What does it take to brand a country? When it comes to setting up shop on the international scene, surely there must be a few design details that will help make the country a noticeable nation. According to a recent article in Monocle magazine, there are six components that need to be in place for a successfully branded country: a good flag, a well-designed passport, versatile banknotes, a relevant typeface, recognizable stamps and streamlined road signs.
At Elbowruminations, we’re taking these six tips from Monocle, and attempting to discover how our fair nation of Canada is faring in the area of national branding.
1. The Flag
A country’s flag is its full-time ambassador, standing on guard for thee, thou and them all across the world. How does the Canuck flag help increase the country’s brand presence? Canada’s familiar red-and-white banner is instantly recognizable for its simplicity and distinct centerpiece: the regal Canadian maple leaf.

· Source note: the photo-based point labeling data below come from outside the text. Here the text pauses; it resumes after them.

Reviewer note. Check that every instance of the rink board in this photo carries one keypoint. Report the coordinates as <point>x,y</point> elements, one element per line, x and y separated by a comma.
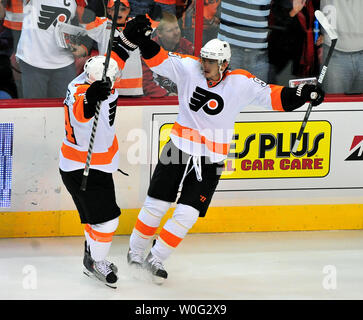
<point>263,188</point>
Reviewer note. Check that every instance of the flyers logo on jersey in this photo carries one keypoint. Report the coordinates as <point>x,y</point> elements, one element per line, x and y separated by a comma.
<point>50,15</point>
<point>210,102</point>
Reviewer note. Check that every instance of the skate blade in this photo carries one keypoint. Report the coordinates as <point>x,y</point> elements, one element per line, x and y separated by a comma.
<point>157,280</point>
<point>92,276</point>
<point>137,272</point>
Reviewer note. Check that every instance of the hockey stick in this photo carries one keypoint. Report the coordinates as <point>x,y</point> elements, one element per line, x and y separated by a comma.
<point>97,112</point>
<point>334,38</point>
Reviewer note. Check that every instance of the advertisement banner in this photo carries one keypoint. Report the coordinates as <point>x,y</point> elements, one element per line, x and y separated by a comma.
<point>6,158</point>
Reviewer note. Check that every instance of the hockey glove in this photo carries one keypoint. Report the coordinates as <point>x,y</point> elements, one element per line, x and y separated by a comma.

What might be of more interest to readers of this site, however, is that the man behind the design of the flag was born in Calgary, Alberta, and was not even a graphic designer. Although his name bears many credentials (He has “Colonel the Honourable Doctor” in front of his name, and four sets of initials after it), George Stanley was a layperson when it came to design. His chief belief for the flag motif was that it should be simple enough to be drawn by children, and neutral enough to not cause political strife. Our current flag was instituted in 1965 by Prime Minster Lester B. Pearson, and has been flapping fiercely ever since.
2. The Passport
Expect your passport to be checked at the door of every nation you visit. Handing this portable personal dossier over to the customs agent is as much about keeping the peace as it is about promoting the bearer’s homeland. Whether your interaction with the agent is five minutes or five hours long, the look and feel of that passport, combined with the guard’s perception of how you behave, help to shape the international understanding of your country each time you cross a border.
Canada’s passport is a reserved navy blue, featuring the nation’s Royal Arms on the front. Stately and official in appearance, this booklet presents Canada as being of a noble heritage. Making no apologies for its relative youthfulness, Canada instead establishes itself as a respectable nation among its peers.
3. The Money
Canadian banknotes are commonly giggled at by visiting Americans, who comment on our “funny money.” Nonetheless, the vibrant suite of bills helps demonstrate Canada as a country that values community, aesthetics and history. Each bill in the current “Canadian Journey” series feature snippets from Canadian literature, and illustrations that were directed by Jorge Peral of the Canadian Bank Note Company.
These all-cotton notes have been circulating through Canadian cash registers since 2001. Tourists and travelers will be familiar with the unique texture and the appealing colour palettes, which boldly introduce Canada is an innovative, contemporary nation.
4. The Typeface
So far, this seems to be the only area of nation branding in which Canada isn’t shining. Canada doesn’t claim a specific typeface as its own, nor does it rely on a consistent collection of fonts for all its publications.
However, Canada does own one of the most well-used and well-known wordmarks of developed nations. Set in the font Baskerville, the word “Canada” is adorned with a simple Canadian flag, relying on the stem of the D as its flagpole. The logo is backed by a comprehensive set of graphic standards that ensures it remains intact and impactful in every application.
5. The Stamps
Canada’s recent introduction of the PERMANENT™ Stamp – a stamp that is always worth the going rate, no matter what you paid for it originally – might have helped bring the nation up to speed on current postal trends, but it really doesn’t give us much more to say about the design sides of things.
Regular-issue Canadian stamps are non-offensive, and appropriately official in appearance. Portraits, flowers, flags and landscapes are common scenery on the stamps – not pushing any boundaries, and not ruffling any feathers. Besides the occasional commemorative editions that switch things up a bit, Canadian stamps could best be described as “professionally generic.”
6. The Road Signs
Since 2004, Canada has been updating its green highway signs to feature a new font called Clearview. This font is the first federally-approved font system for road guides. Clearview has an interesting story, and is the result of a great deal of research and experimentation concerning readability and clarity. The subtle changes have already taken place all across BC, the Yukon, and a few other Canadian municipalities including Toronto.
Within Canada’s National Parks, the familiar green road signs disappear and are instead replaced by a collection of woodsy-feeling ones. Bark-brown and sunshine-yellow, these signs are set in the now-classic Helvetica, and feature tightly-controlled icons that do a great job pointing tourists in the right direction. The tight design of these signs is controlled thanks to an extensive signage program and manual, developed by Parks Canada in the mid-seventies. Both sets of Canada’s roadside greeters do a great job leading the way in wayfinding.
From start to finish, all of Canada’s branded materials work together to create a consistent, classy image of the country. Canadians can take pride that their government avoids kitsch and clichés in its design work, and instead presents a durable image of a progressive nation.